Through the years there have been many books and articles written on the proper way to attack the game of craps. Many of these books are written by mathematicians, statisticians, or physicists who chant an oft repeated mantra – that in the long run no system can overcome the casino’s edge. If we interpret the long run to mean all of the play in all of the world’s casinos for all time and assume that the system in question is played to its ultimate end regardless of how much it loses in any given session then that statement is unquestionably true. On the other hand, if you consider the fact that the average player’s “long run” is nothing more than a stringing together of many short-run sessions I believe there is a little wiggle room in that statement.

Let’s face it. Craps is a game of give and take. But the house has an edge of less than 1% on the best bets. The house also has to book every bet, while the player can choose whether or not to wager on a given decision – or whether to bet at all. There is rarely a session played where the player doesn’t get ahead of the house at some point. If every player who got ahead in the game were to color up and walk with a win the casinos would be out of business in no time.

The system most craps experts recommend is usually the Three Point Molly, which consists of a pass line bet with max odds and two come bets with max odds. Whenever one of the bets wins it is replaced by another come bet with odds. It is one of the lowest vig ways to play the game. It is also the method taught in those “free craps lessons” the casinos give every morning. Yes, during a hot hand you can make a lot of money with this strategy. But the simple truth is, this strategy has been supporting the casinos for years.

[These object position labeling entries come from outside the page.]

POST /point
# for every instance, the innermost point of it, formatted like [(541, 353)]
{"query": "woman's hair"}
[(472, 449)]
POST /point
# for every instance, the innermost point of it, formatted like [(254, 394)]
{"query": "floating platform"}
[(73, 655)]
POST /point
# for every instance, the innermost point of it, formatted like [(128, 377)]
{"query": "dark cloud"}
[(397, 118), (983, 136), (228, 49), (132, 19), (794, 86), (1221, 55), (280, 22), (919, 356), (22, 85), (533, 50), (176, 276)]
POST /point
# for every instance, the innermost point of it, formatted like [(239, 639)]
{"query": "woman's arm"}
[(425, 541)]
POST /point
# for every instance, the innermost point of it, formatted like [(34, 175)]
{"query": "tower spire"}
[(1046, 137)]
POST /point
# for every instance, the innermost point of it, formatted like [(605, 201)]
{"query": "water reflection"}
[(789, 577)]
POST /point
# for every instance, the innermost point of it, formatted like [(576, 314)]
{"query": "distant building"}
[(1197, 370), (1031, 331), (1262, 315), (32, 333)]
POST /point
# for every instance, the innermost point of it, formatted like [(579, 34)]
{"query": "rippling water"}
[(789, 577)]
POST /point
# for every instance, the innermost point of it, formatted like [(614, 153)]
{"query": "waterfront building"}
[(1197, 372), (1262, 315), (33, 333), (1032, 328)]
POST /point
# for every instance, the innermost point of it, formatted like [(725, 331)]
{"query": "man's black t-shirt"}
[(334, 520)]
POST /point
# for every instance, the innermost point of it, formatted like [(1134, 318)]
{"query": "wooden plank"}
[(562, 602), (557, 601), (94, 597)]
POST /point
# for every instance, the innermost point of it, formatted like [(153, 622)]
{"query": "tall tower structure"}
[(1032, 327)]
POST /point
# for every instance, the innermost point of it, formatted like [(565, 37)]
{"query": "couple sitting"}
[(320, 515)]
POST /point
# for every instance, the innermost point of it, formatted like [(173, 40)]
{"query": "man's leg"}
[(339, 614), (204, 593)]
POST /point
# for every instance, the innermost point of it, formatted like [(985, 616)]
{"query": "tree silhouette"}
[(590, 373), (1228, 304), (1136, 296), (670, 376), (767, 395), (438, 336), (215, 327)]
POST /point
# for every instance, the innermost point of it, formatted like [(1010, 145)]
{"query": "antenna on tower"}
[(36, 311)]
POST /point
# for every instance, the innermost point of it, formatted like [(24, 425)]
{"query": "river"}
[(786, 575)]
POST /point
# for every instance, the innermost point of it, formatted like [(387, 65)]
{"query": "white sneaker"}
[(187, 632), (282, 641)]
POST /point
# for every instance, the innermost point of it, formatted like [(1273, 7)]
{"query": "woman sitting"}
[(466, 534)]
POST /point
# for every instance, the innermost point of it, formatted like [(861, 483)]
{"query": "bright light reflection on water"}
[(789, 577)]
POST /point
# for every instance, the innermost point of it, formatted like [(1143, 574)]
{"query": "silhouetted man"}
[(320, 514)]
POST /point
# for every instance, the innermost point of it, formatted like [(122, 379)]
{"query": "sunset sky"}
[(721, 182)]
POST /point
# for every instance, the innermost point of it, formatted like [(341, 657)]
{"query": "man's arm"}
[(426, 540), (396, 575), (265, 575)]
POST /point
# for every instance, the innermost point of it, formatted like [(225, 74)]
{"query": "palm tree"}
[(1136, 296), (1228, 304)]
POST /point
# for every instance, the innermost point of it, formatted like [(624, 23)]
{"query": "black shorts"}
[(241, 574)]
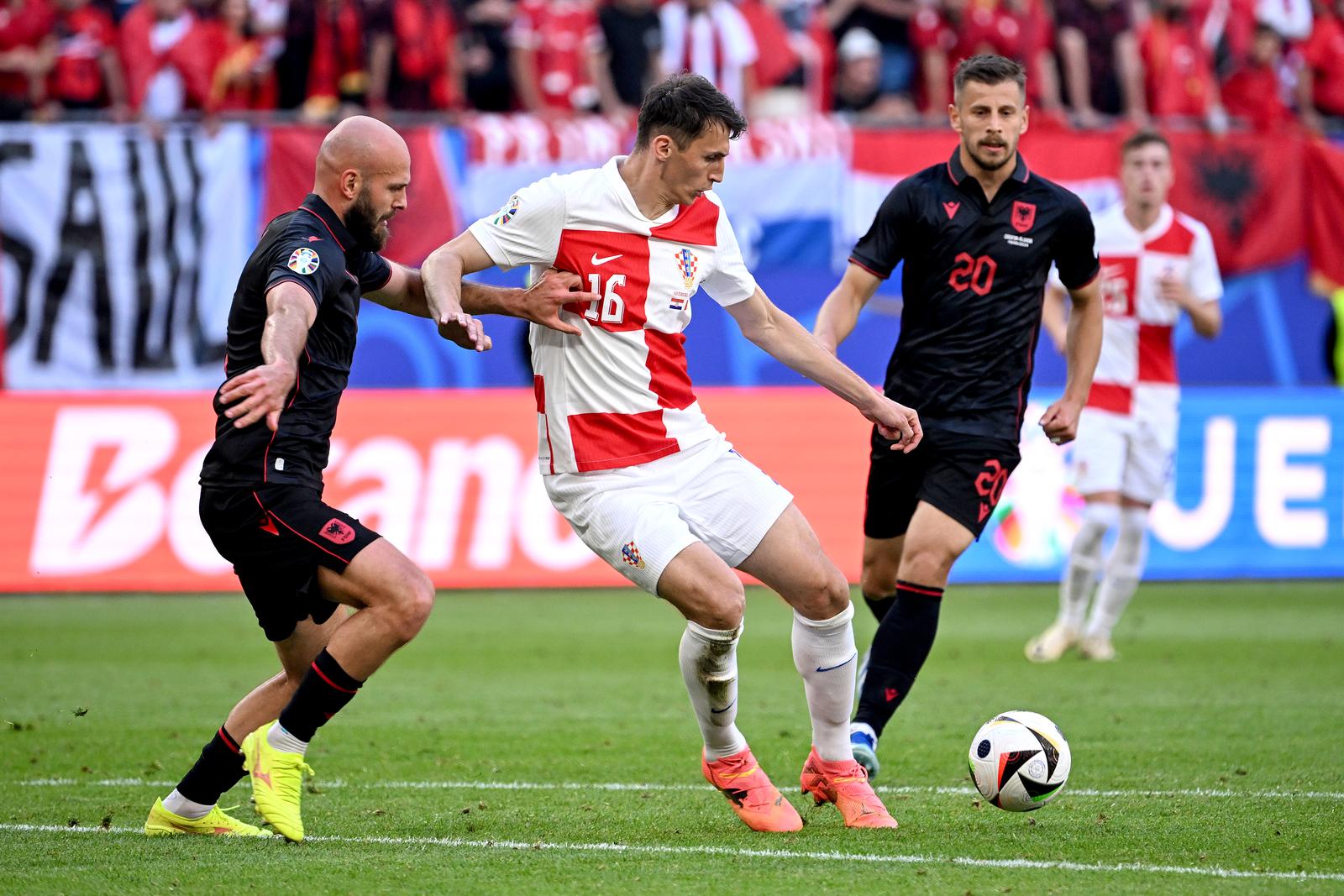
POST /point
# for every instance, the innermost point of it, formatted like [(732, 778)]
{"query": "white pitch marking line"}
[(617, 786), (638, 849)]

The system that gets the worst press from the experts is the Martingale in any of its incarnations. Any negative progression – by that I mean a system that calls for you to increase your bets when you are losing – is a “cousin” to the Martingale. The phrase most commonly associated with the Martingale is “gambler’s ruin,” an event in which a gambler chases his losses with increasingly larger bets until he has exhausted his entire bankroll. Of course, some gamblers play that way, but many more do not. Most system players have a loss limit or cut-off point at which they end their session.

When one looks at the odds that one of the next three decisions will be a reversal – about a one-in-ten probability – then many progressive betting systems start to make mathematical sense when played in conjunction with loss limits. Sure, they are long-run losers. But we’re not looking at the long run. We’re looking at stringing together a series of short run wins, and for that many systems work very well.

Contrary to what the mathematicians and statisticians say, system players do not always lose. Increasing bets after a loss is not always foolish. Sometimes it’s what it takes to keep you in the game. Over the short run craps negative expectation can be overcome due to the game’s variability. Once you are ahead in your session it is up to you to save your win through money management and discipline. You can walk with a short-run win – or you can prove the math crowd right. The decision is in your hands.